Re: f2fs Crash Consistency Problem

linux-f2fs-devel.lists.sourceforge.net archive mirror
 help / color / mirror / Atom feed

From: Raouf Rokhjavan <rokhjavan.r@gmail.com>
To: Jaegeuk Kim <jaegeuk@kernel.org>
Cc: linux-f2fs-devel@lists.sourceforge.net
Subject: Re: f2fs Crash Consistency Problem
Date: Wed, 17 May 2017 22:13:34 +0430	[thread overview]
Message-ID: <a5d7e55f-c246-8c5d-c32c-de299f5d3e03@gmail.com> (raw)
In-Reply-To: <20170512001431.GA9575@jaegeuk.local>

On 05/12/17 04:44, Jaegeuk Kim wrote:
> Hi,
>
> On 05/10, Raouf Rokhjavan wrote:
> ...
>
>> As you told to use snapshot mechanism to prevent changing ckpt number after
>> each mount, I ran again generic tests of xfstests framework on top of
>> log-writes target with f2fs file system. In order to automate reporting an
>> inconsistency situation, I add a parameter to fsck.f2fs to return(-1) when
>> c.bug_on condition is met.

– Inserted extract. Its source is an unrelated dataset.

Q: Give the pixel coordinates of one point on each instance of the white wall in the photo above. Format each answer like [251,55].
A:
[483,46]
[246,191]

To evaluate how f2fs react in case of crash
>> consistency, I replay each log and check the consistency of f2fs with a my
>> own modified version of fsck.f2fs.  Accordingly, all tests passed smoothly
>> except these tests:
>>
>> [FAIL] Running generic/013 failed. (consistency_single)
> Could you check whether any IO made by mkfs was added in the replay log?
> If so, fsck.f2fs should be failed when replaying them.
>
>> [FAIL] Running generic/070 failed. (consistency_single)
>> [FAIL] Running generic/113 failed. (consistency_single)
> I added a mark to replay in the beginning of generic/113, and ran the test.
> But, I couldn't find any error given test_dev as a log_dev. (I tested this
> in the latest f2fs/dev-test branch.)
>
>> [FAIL] Running generic/241 failed. (consistency_single)
>>
>> In other words, in these tests, c.bug_on() was true. Would you please
>> describe why they become inconsistent?
>>
>> Besides, I ran sysbench for database benchmark with 1 thread, 1000 records,
>> and 100 transactions on top of log-writes target with f2fs. Interestingly, I
>> encountered a weird inconsistency. After replaying about 100 logs, fsck.f2fs
>> complains about inconsistency with the following messages:
> Can you share the parameter for sysbench?
Hi,

Since I want to make sure that my system, having a database app, stay 
operational after the power failure, I test database system on top of 
f2fs. Accordingly, I use sysbench and dm-log-writes to serve this 
purpose. I took advantage of lua scripting facility in sysbench to 
implement write only operations in database:

#sysbench 
--test=/home/roraouf/Projects/CrashConsistencyTest/locals/var/lib/dbtests/sysbench-lua/tests/db/oltp_write_only.lua 
--db-driver=mysql --oltp-table-size=1000 --mysql-db=sysbench 
--mysql-user=sysbench --mysql-password=password --max-requests=100 
--num-threads=1 
--mysql-socket=/mnt/crash_consistency/f2fs/mysql/mysql.sock run

I ran this test on 3 configurations:
1- ext4 (ordered, noatime) - success 15/15
2- ext4 (norecovery, noatime) - success 0/15
3- f2fs (noatime) - success 3/15

Success, here, means whether file system is operational without running 
fsck and fixing after each replay.
As the result show, ext4 with ordered journaling could surmount this 
test, but ,as it had been expected, ext4 without journaling like ext2 
needs fsck to recover file system after simulated power loss.
The surprising part of this test is f2fs. As f2fs always maintains a 
stable checkpoint of file system, and based on its FAST paper, it always 
rolls back to its stable checkpoint after power loss, I didn't expect to 
see f2fs in inconsistent state after replaying logs as fsck.f2fs 
reports. (It's necessary to mention that we check consistency of f2fs 
after mkfs.f2fs. ext4's results verify this notion.)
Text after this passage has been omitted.